I've lived through a situation like this where I founded a company with a co-founder overseas. We had some similarities to your structure in terms of division of labor: sales in the US and development in Europe. We've made it work, but it isn't easy: there's a lot of legal and accounting complexity (cost), and we have had to expend way more energy (cost) in corporate governance, investor communication and financial reporting to make it work.
But the reason reason we did it this way because by having a presence in Europe, we were able to get funding sources and grants within the EU that were looking to create employment opportunities to produce a technology and have a sales footing already established in the target market: the US. I'm not an incorporation expert, but we are incorporated in both countries, with one company being the wholly-owned subsidiary of the parent. I would expect that if you were to follow this approach, the funding will determine what becomes the parent entity - funding determines a lot.

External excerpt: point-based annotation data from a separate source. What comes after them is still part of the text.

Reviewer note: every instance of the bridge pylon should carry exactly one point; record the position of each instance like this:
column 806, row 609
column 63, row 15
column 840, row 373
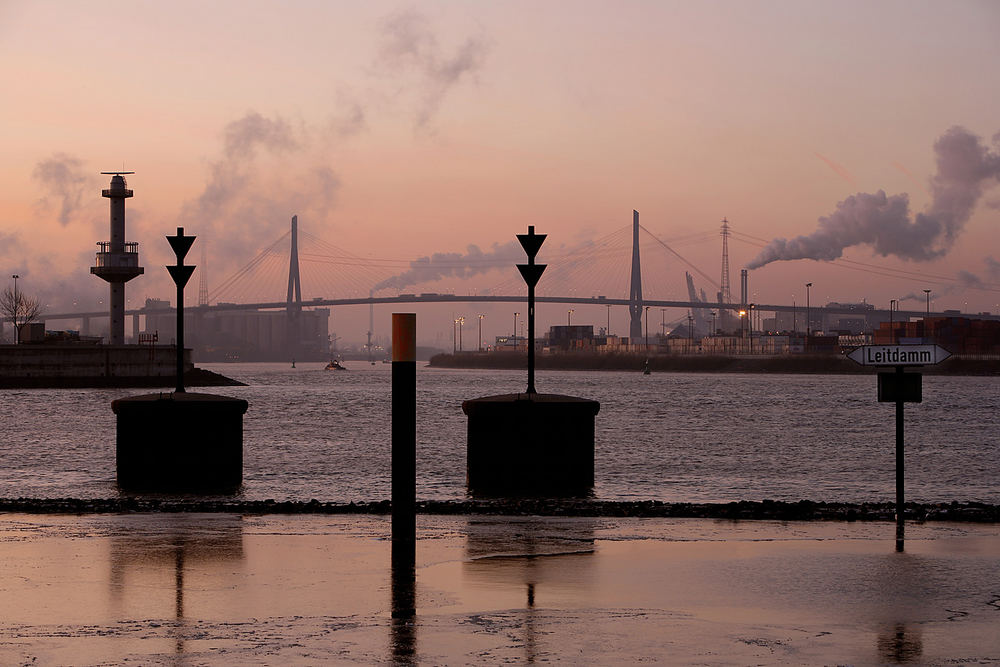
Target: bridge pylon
column 293, row 302
column 635, row 291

Also, I saw you say "eventually all over the world" and thought "Whoah!!" One market at a time. Localization is far more than language: it's about the market requirements in each target market and unless your product is something universal you have to know the market well to assess fit and make it work in a particular country.
Say you're funded out of Canada. Canadian interests are going to want to see traction in ways they can trust, and that may steer resources away from your target market, which is in California.
Again, I can only share my experience: If incorporating in two countries make sure you have a really, really compelling reason to do so. I have no experience with not-for-profits, so I have no input for you there.
As another poster said, the key is focus early on. I don't know what stage of product/business-readiness you're at, but focus on what's going to get you traction and have an org structure that suits that first if you want to get off the ground.